Nitrogen is essential for plant growth, making TN content an important indicator for measuring soil fertility. Sample 3# had the highest TN content, followed by sample 2#. The proportion of organic ingredients in these two samples was high, and the organic ingredients contained nitrogen, while the inorganic ingredients fly ash did not contain nitrogen, leading to elevated TN content within sample 2# and 3#. The TN content of the four samples ranged from 5.02–7.19 g/kg—exceeding China’s surface soil average TN content (1.54 g/kg) [23].

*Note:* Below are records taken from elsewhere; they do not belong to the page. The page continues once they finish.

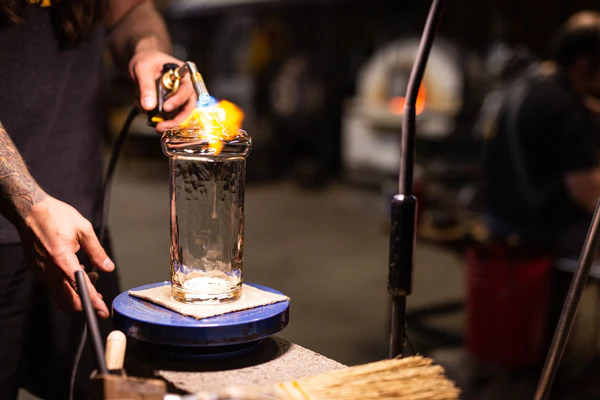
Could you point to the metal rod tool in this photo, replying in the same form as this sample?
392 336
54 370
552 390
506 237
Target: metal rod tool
92 322
404 204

Soil WHC plays a vital role in characterizing cultivated water sources; it is closely linked to soil structure and influenced by physical factors such as bulk density, porosity etc., as well as organic matter content [24]. The soil WHC of sample 3# was obviously higher than that of the other three samples, which might attribute to higher organic matter content in sample 3# compared to the other three samples. During the cultivation process, the high organic matter content facilitated the formation of aggregates, improved soil pores, and enhanced soil WHC [25].

3.2. Microscopic Morphology of Technosols

The samples comprised multi-level particles with diverse shapes, including spherical fly ash particles and agglomerates formed by the binding of fly ash particles and organic matter. These characteristics were observed in the low-magnification (300 times) SEM images. Samples 3# and 4# exhibited a higher presence of macro-agglomerates compared to samples 1# and 2#. The majority of fly ash particles in samples 3# and 4# had rough surfaces with more attachments, believed to be formed by micro-aggregates through binding action. In contrast, samples 1# and 2# contained more fly ash particles that had not undergone cementation, resulting in relatively smooth surfaces. High-magnification SEM images revealed the presence of macro-aggregates in all four samples, formed by the cementation of several fly ash particles through organic matter. These aggregates displayed extensive organic matter cementation structures and numerous pores, mainly consisting of small pores and micropores (Figure 1). As a result of these pores, the soil WHC of the technosols obtained increased by 22.3–36.0% compared to untreated solid waste mixtures (Table S2). It could be concluded that after two months’ cultivation, technosols developed aggregates with a well-defined pore structure.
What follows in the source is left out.